In 2020 we asked a series of follow-up questions related to admissions to learn more about practices across the United States (this survey had a 57% response rate, with 94 of 165 chairs responding). Key findings included:
- Respondents had an average of two faculty on the admissions committee and overall their faculty comprised an average of 10% of the admissions committee.
- 72% (65) said their medical school uses a holistic review process that includes consideration of “distance traveled” (which we defined as “obstacles or hardships overcome by an individual to get to this point in their education/life challenges they’ve faced and conquered”).
- 43% (38) said their medical school uses a blinded (closed-file) interview process.

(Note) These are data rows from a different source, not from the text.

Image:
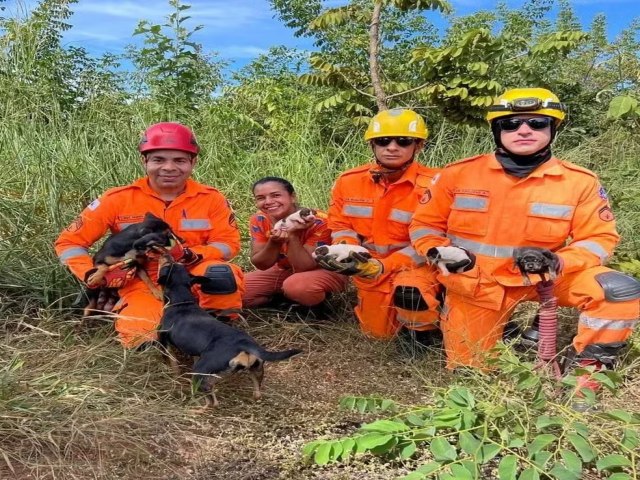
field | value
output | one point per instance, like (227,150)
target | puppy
(127,248)
(535,260)
(220,347)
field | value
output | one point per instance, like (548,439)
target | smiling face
(525,140)
(168,170)
(273,199)
(394,156)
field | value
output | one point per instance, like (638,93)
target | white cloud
(241,51)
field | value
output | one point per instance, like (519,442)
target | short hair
(285,183)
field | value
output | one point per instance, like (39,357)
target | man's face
(525,140)
(393,155)
(168,170)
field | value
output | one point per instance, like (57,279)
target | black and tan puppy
(535,260)
(220,348)
(127,248)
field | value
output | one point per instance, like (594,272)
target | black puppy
(535,260)
(220,347)
(127,248)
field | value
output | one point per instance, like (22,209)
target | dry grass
(74,405)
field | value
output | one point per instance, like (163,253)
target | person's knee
(219,280)
(409,298)
(618,287)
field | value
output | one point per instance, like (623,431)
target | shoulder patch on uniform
(359,169)
(93,205)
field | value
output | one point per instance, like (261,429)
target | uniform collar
(551,167)
(409,175)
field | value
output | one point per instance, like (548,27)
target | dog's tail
(269,356)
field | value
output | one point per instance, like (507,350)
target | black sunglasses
(513,124)
(400,141)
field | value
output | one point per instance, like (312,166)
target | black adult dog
(535,260)
(128,249)
(220,347)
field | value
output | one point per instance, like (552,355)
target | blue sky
(239,30)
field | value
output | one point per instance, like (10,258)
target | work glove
(451,259)
(300,220)
(116,277)
(355,261)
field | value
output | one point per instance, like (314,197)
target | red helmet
(169,136)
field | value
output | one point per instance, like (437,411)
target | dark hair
(285,183)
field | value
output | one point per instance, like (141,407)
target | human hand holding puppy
(348,260)
(451,259)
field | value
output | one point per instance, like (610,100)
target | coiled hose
(548,327)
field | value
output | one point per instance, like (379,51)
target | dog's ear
(199,279)
(163,274)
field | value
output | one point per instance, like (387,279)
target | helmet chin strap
(381,171)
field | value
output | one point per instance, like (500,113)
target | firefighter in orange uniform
(200,215)
(482,208)
(369,214)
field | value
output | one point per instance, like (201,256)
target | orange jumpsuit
(474,204)
(307,288)
(377,216)
(201,216)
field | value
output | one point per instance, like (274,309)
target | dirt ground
(137,422)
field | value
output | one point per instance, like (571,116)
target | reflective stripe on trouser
(471,325)
(306,288)
(138,312)
(376,312)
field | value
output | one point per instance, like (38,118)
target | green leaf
(621,105)
(571,460)
(545,421)
(582,447)
(468,443)
(540,442)
(385,426)
(541,458)
(529,474)
(488,451)
(630,439)
(407,451)
(508,468)
(442,450)
(612,462)
(620,476)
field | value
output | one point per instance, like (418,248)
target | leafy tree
(171,68)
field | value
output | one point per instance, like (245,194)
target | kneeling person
(199,214)
(282,253)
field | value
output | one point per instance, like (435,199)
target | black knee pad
(409,298)
(618,287)
(219,280)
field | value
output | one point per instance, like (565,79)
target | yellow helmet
(397,122)
(539,101)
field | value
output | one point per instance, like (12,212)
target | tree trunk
(374,66)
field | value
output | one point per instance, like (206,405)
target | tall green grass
(53,169)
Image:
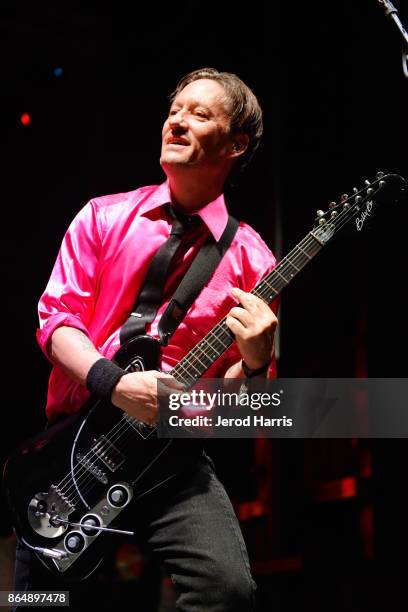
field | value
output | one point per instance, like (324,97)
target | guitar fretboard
(220,338)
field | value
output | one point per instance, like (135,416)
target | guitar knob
(74,542)
(89,521)
(118,496)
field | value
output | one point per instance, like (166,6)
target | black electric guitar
(72,484)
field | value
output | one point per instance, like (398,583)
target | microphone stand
(392,14)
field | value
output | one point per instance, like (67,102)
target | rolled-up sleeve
(69,297)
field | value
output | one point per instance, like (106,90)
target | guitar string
(264,288)
(127,428)
(284,264)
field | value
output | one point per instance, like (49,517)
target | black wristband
(258,372)
(102,378)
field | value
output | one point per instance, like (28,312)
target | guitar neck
(219,339)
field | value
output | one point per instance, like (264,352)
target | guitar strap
(199,273)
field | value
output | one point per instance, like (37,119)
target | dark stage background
(325,520)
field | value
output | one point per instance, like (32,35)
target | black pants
(192,529)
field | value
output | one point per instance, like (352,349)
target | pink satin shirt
(101,266)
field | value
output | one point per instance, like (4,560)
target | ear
(239,145)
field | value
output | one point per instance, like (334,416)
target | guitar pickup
(108,454)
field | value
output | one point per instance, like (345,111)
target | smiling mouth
(179,143)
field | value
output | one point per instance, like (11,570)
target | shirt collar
(214,214)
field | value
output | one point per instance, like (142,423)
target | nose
(177,121)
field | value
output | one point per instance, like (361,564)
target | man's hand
(136,394)
(253,324)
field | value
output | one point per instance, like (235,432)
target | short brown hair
(243,109)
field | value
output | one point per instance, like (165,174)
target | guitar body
(88,469)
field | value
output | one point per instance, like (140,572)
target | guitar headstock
(360,206)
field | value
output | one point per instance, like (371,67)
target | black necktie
(151,293)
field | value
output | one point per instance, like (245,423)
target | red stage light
(25,119)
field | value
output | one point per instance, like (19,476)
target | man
(214,124)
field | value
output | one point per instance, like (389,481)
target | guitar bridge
(108,454)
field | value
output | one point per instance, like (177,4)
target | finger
(242,315)
(235,326)
(247,300)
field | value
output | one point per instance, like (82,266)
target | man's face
(196,132)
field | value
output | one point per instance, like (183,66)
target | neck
(191,193)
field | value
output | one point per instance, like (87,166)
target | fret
(281,275)
(220,338)
(303,251)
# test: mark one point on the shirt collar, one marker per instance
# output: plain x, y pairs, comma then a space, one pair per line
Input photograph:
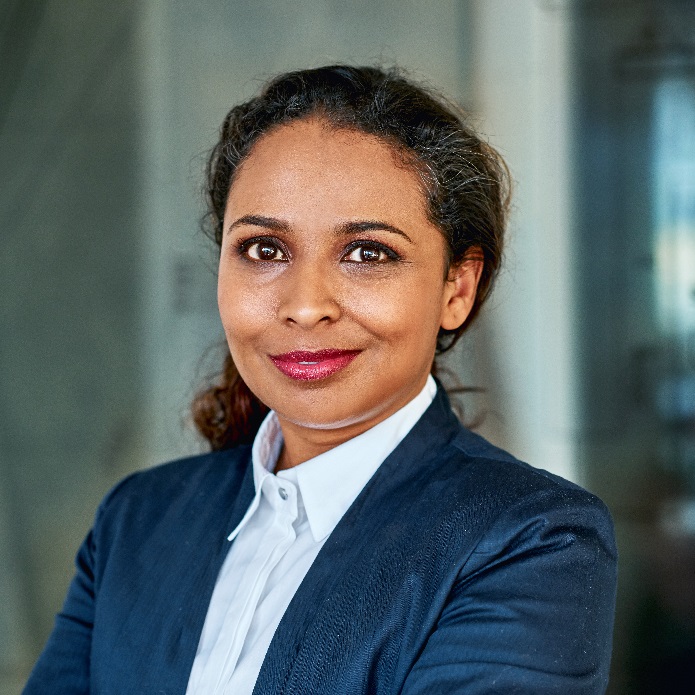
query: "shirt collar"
330, 483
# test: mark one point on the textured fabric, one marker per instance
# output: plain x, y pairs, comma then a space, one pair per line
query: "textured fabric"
457, 569
277, 541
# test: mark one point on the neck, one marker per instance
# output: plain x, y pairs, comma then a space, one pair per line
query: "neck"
302, 443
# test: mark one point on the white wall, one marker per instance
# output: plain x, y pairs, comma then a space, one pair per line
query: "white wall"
522, 89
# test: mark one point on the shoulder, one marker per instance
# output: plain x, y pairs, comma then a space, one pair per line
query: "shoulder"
177, 488
525, 503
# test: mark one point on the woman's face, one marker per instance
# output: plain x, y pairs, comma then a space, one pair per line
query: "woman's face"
332, 284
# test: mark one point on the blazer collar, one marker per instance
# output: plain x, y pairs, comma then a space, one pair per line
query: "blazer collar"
405, 471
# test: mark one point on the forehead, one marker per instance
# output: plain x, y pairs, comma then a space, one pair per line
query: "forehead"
346, 173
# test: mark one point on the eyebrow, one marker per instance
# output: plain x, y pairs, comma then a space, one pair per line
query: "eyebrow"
345, 228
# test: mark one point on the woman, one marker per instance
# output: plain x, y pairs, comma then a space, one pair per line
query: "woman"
377, 546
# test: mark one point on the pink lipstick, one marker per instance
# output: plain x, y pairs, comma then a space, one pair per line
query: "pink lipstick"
305, 365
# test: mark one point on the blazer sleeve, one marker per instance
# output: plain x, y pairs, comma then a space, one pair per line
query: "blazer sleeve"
532, 609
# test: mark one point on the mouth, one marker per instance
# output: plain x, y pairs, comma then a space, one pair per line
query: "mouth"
304, 365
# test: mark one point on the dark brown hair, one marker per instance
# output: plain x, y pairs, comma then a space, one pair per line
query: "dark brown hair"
465, 183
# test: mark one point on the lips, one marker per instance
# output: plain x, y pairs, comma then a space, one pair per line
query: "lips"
305, 365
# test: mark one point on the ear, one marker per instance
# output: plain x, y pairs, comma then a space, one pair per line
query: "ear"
460, 289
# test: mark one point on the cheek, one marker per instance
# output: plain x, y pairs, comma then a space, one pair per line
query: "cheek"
406, 314
245, 310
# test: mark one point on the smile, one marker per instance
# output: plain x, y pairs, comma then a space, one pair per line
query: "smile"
309, 366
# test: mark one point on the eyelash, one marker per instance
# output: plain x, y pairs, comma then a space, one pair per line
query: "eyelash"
244, 246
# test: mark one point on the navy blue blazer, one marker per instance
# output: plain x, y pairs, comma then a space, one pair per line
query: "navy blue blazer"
458, 569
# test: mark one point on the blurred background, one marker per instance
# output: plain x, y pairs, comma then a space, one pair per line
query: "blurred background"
586, 353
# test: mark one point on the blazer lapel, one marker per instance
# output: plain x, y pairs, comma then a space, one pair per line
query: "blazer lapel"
359, 534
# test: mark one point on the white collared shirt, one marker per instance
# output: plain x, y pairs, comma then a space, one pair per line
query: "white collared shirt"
282, 532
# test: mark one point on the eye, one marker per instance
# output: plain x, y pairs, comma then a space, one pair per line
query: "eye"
262, 250
362, 252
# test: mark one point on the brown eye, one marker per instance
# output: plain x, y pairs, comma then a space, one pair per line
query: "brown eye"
367, 254
265, 251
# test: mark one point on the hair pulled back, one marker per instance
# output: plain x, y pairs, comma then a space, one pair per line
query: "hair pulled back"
465, 184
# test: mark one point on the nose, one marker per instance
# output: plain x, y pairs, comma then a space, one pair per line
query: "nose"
309, 297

- 56% (51) said their department has input into changing the admissions policies or procedures. On a follow-up, free-text question asking what this input was, most respondents indicated their ability to give input was based on informal relationships with the people in charge of the admissions process or based on formal roles as participants in the admissions committee.
These results may be somewhat surprising, given our assumptions and current data about admissions13 and what we know about the somewhat stagnant rates of family medicine specialty choice. There is clearly more research to be done in this area, and I, for one, look forward to seeing what inspiration will come from the enormous effort of highlighting what we do and do not know reported in these pages, and what additional research may be inspired to similarly investigate the gaps in the practice transformation and payment reform pillars of the Four Pillars, which are also crucial to move the needle on the number of students from medical schools in the United States choosing family medicine for their career.